How Workers Differ from LLM Nodes
| Aspect | LLM Node | Worker Node |
|---|---|---|
| Flow participation | Part of the main execution graph. Has flow edges (in and out). | Not part of flow. Connected to an LLM Node as a tool binding. |
| Invocation | Runs when execution reaches it via an edge. | Runs when the parent LLM decides to call it (like a tool). |
| Output | Writes to state variables via structured output. | Returns a fixed format: {result: str, success: bool}. |
| State access | Reads via input_state_keys, writes via output_state_keys. | Has its own system prompt and tools but returns only result + success. |
When to Use Workers
- Complex tool tasks — When a tool call requires multi-step reasoning (e.g., “decompile the function, analyze the code, find the key”), delegate to a Worker instead of making the parent LLM do it all.
- Isolation — Workers have their own conversation context. They don’t pollute the parent LLM’s context window with tool call details.
- Specialization — Give the Worker a focused system prompt and a narrow set of tools for one specific job.
Inspector Fields
| Field | Purpose |
|---|---|
| Node title | Display name. Must be unique. This becomes the tool name the parent LLM sees. |
| Description | Brief description of what the Worker does. Shown to the parent LLM as the tool description. |
| System prompt | Instructions for the Worker’s reasoning. |
| Selected tools | Tools the Worker can use to complete its subtask. |
| Max tool iterations | Safety limit on the Worker’s tool loop. |
| Iteration warning message | Warning when approaching the tool limit. |
Connecting Workers
To connect a Worker to an LLM Node, draw an edge from the LLM Node’s output to the Worker’s input. This does not create a flow edge — it creates a tool binding. The Worker appears as an available tool in the parent LLM’s tool list.
Rule: Every Worker must be connected to at least one LLM Node.

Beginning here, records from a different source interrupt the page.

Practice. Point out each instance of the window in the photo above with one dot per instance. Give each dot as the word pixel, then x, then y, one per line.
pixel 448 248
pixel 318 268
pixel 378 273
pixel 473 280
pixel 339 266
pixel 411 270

An unconnected Worker will never be called. The topology validator will produce:
"Worker node 'Recon Agent' (id=5) is not connected to any LLM
node and will never be called."ASL Representation
ASL — Worker Node
{
"id": "5",
"type": "WorkerNode",
"label": "Recon Agent",
"config": {
"title": "Recon Agent",
"description": "Performs reconnaissance on the target binary.",
"system_prompt": "You are a reconnaissance agent. Use the available
tools to enumerate functions, strings, and imports in the binary.
Return a summary of your findings.",
"selected_tools": ["list_functions", "check_strings"],
"max_tool_iterations": 10,
"iteration_warning_message": "Wrap up reconnaissance."
}
}Chapter Summary
Key Takeaways:
- Workers are subtask agents invoked by LLM Nodes as tools.
- They return a fixed
{result, success}format. - Use Workers for complex tool tasks that benefit from isolation and specialization.
- Every Worker must be connected to at least one LLM Node.
- The Worker’s title becomes the tool name the parent LLM sees.